Lo considero molto importante perché io so che devo gran parte della mia capacità professionale agli studi e alla dedizione, ma la devo molto anche all’aver avuto un maestro, una delle persone più capaci che abbia mai conosciuto, quindi penso sia giusto restituire ad altri quello che si è ricevuto, una sorta di give back.

Cosa pensa possano fare le dirigenti per ridurre le differenze di genere?

Penso che tutte dobbiamo fare qualcosa. Attualmente sto collaborando con “In the Boardroom” (progetto lanciato nel giugno 2012 da Valore D e General Electric con l’obiettivo di intervenire su tutti i passaggi necessari per promuovere e inserire nei CdA donne preparate e di talento. Ad oggi conta un network di 243 donne) e sono responsabile per la creazione di un evento, Smart Board, che ci sarà in borsa il 21 gennaio prossimo, all’interno del quale si lavora per promuovere la cultura della presenza femminile nel mondo del lavoro.

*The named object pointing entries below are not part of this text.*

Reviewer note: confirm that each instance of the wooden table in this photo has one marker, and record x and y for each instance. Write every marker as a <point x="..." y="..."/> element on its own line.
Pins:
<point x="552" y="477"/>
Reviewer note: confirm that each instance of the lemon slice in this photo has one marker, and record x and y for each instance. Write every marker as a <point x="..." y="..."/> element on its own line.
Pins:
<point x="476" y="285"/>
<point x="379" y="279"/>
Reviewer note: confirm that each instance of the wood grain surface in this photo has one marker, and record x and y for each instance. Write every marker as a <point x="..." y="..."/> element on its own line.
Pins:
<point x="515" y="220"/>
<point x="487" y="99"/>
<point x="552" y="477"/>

Però dal cda all’azienda non è molto semplice far arrivare il messaggio. Di più può fare una donna nel ruolo di amministratore delegato, direttore generale oppure operativo.

In generale il lavoro dovrebbe vedere l’avanzamento e la diffusione secondo criteri meritocratici. Ma la meritocrazia e la rappresentazione dei propri talenti dipende anche dall’opportunità di esprimere il proprio talento e la propria capacità.

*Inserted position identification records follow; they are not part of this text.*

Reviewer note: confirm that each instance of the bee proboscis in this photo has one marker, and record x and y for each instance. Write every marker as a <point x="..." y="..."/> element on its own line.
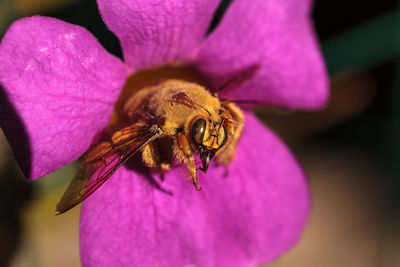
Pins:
<point x="184" y="115"/>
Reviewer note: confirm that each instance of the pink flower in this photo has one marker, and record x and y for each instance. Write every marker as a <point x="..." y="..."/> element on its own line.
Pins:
<point x="59" y="87"/>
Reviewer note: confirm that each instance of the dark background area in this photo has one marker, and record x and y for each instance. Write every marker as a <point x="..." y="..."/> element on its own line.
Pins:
<point x="350" y="149"/>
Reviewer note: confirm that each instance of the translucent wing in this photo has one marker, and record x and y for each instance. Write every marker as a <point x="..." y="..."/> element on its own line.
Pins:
<point x="102" y="160"/>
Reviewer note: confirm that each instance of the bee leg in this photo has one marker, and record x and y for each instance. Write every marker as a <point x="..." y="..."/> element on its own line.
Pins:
<point x="185" y="155"/>
<point x="151" y="157"/>
<point x="234" y="130"/>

Da un lato, io donna devo mettermi in gioco per poter arrivare a ricoprire ruoli che mi consentano sempre più di esprimere il mio talento.

Ci vuole quindi la mia disponibilità. È un dato oggettivo che molte donne per molte ragioni fanno delle rinuncie, alla nascita dei figli perché pensano di non riuscire a conciliare, o anche addirittura delle rinunce nello scegliere un corso di studi preferendone un altro che ritengono più compatibile.

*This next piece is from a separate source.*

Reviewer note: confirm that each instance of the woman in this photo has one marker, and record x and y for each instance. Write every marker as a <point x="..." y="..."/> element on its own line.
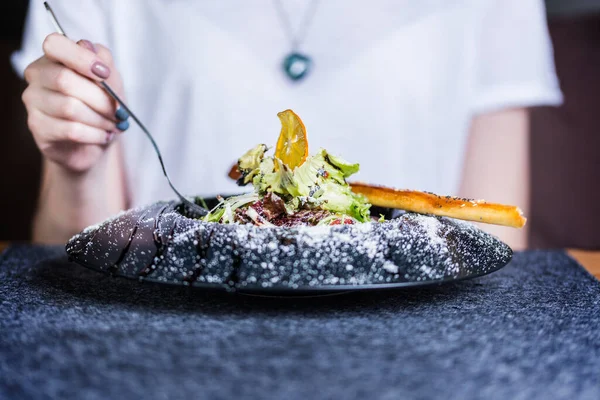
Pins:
<point x="428" y="95"/>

Poi dall’altro lato c’è l’azienda che deve lasciare gli spazi.

Ci sono ormai tante realtà, soprattutto multinazionali ed aziende più strutturate, dove la disponibilità a consentire alle donne di esprimere il loro talento e di fare percorsi di carriera è notevolmente migliorata negli anni.

Dall’altro invece ci sono tante piccole e medie aziende dove questa facilitazione per le donne non c’è.

Ed è un tema a cui sono abbastanza appassionata.

Che consigli darebbe alle giovani laureate che si stanno affacciando al mondo del lavoro per emergere e dimostrare le proprie capacità?

C’è una preghiera di San Francesco che dice: “Signore concedimi la serenità per accettare le cose che non posso cambiare, il coraggio di cambiare le cose che posso, e la saggezza per riconoscerne la differenza”.

Ognuno di noi in qualche modo ha una chance rispetto alle proprie forze e al proprio destino.

Il consiglio che posso dare è di non mollare mai, di partire dalle competenze e poter poi difendere le proprie idee, le proprie iniziative e le proprie posizioni.

Un ultimo suggerimento è quello di trovare degli sponsor all’interno dell’azienda disposti ad aiutarti; normalmente dovrebbe essere il proprio capo ma talvolta occorre guardare oltre.

Se non si “sfonda” il soffitto forse è necessario cambiare!